Nested Promise Resolution in JS : Avoiding ‘Call-Back Hell’

Promises are widely used in JavaScript for getting something in future. It has four possible states, namely:

  • fulfilled — The action relating to the promise succeeded
  • rejected — The action relating to the promise failed
  • pending — Hasn’t fulfilled or rejected yet
  • settled — Has fulfilled or rejected

This article is not meant for understanding promises, but rather for understanding how multiple promises could be chained for better readability and to avoid what is called ‘Call-back Hell’. The code snippets would be based on ECMAScript 5 and AngularJS, but could be easily used for other framework too.
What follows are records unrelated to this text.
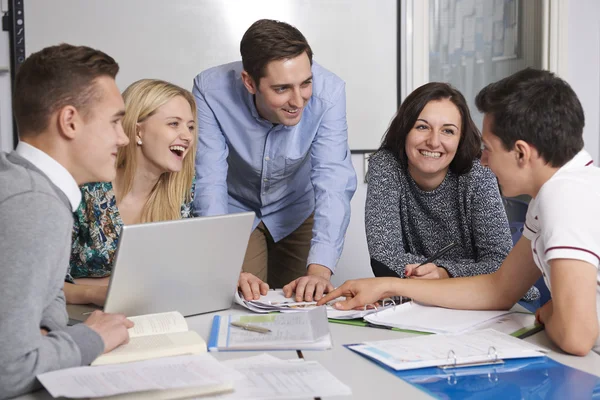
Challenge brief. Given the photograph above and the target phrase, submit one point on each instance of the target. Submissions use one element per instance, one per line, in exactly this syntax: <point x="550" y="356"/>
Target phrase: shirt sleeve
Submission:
<point x="569" y="216"/>
<point x="334" y="182"/>
<point x="491" y="233"/>
<point x="27" y="275"/>
<point x="382" y="216"/>
<point x="211" y="159"/>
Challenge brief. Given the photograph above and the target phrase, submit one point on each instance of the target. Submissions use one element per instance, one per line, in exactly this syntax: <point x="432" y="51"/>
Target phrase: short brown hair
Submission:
<point x="538" y="107"/>
<point x="469" y="147"/>
<point x="267" y="40"/>
<point x="55" y="77"/>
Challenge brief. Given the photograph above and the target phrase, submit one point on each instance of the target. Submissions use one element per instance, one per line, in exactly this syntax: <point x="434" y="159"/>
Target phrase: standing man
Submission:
<point x="68" y="110"/>
<point x="273" y="139"/>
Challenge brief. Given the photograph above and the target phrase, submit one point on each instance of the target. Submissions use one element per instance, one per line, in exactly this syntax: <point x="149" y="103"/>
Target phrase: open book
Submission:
<point x="155" y="335"/>
<point x="285" y="331"/>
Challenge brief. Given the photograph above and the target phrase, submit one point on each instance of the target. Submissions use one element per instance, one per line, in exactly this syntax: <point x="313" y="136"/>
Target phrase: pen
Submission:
<point x="440" y="253"/>
<point x="249" y="327"/>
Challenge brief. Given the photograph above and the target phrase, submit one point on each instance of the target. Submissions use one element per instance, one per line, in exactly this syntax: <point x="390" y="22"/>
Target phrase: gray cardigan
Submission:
<point x="405" y="224"/>
<point x="35" y="243"/>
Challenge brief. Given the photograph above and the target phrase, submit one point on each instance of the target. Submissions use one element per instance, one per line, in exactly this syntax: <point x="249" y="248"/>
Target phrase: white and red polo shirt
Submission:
<point x="563" y="221"/>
More often than not, frontend application makes an http request to backend application to get the data which is displayed on the frontend which sometimes require some kind of transformations to be applied before rendering it on the view. It may also happen that we may need multiple http request’s to be made in a sequential order, i.e after getting data A, we need data B. Naive way would be to nest the .then of the promise.

I would give an example (both naive way and better way) which has the following requirement:

  • Make http request to endpoint ‘A’ and get the data.
  • Make transformation to data from ‘A’ and make http request to endpoint ‘B’ and using data from ‘A’.
  • Make transformation to data from ‘B’ and make http request to endpoint ‘C’ and using data from ‘B’.

Naive Way

getData('A')
.then(function (res) {
$scope.a = transformA(res);
getData('B')
.then(function (res) {
$scope.b = transformB(res, $scope.a);
getData('C')
.then(function(res){
$scope.c = transformC(res, $scope.b);
})
.catch(function (err) {
console.log(err);
});
.catch(function (err) {
console.log(err);
});
.catch(function (err) {
console.log(err);
});

Note:

  • getData() is method which makes http request to the url passed. For the purpose of example ‘A’, ‘B’ and ‘C’ have been used, in reality it takes string as an argument. getData() returns a promise which executes .then() block when fulfilled and .catch() block when rejected.
  • tranformA(), tranformB(), tranformC() are the transformation method. Notice that transformB() and transformC() are dependent on data from previous http calls.

Better Way

// Returns Promise
var resolverA = function (res){
$scope.a = transformA(res);
return getData('B');
};
// Returns Promise
var resolverB = function (res){
$scope.b = transformB(res, $scope.a);
return getData('C');
};
var resolverC = function (res){
$scope.c = transformA(res, $scope.b);
};
getData('A')
.then(resolverA)
.then(resolverB)
.then(resolverC)
.catch(function (err){
console.log(err);
});

Advantages Of Better Way

  • The code is much more readable.
  • Call-back hell avoided.
  • Single catch() to handle all the rejects.
The ratio of time spent reading (code) versus writing is well over 10 to 1 … (therefore) making it easy to read makes it easier to write.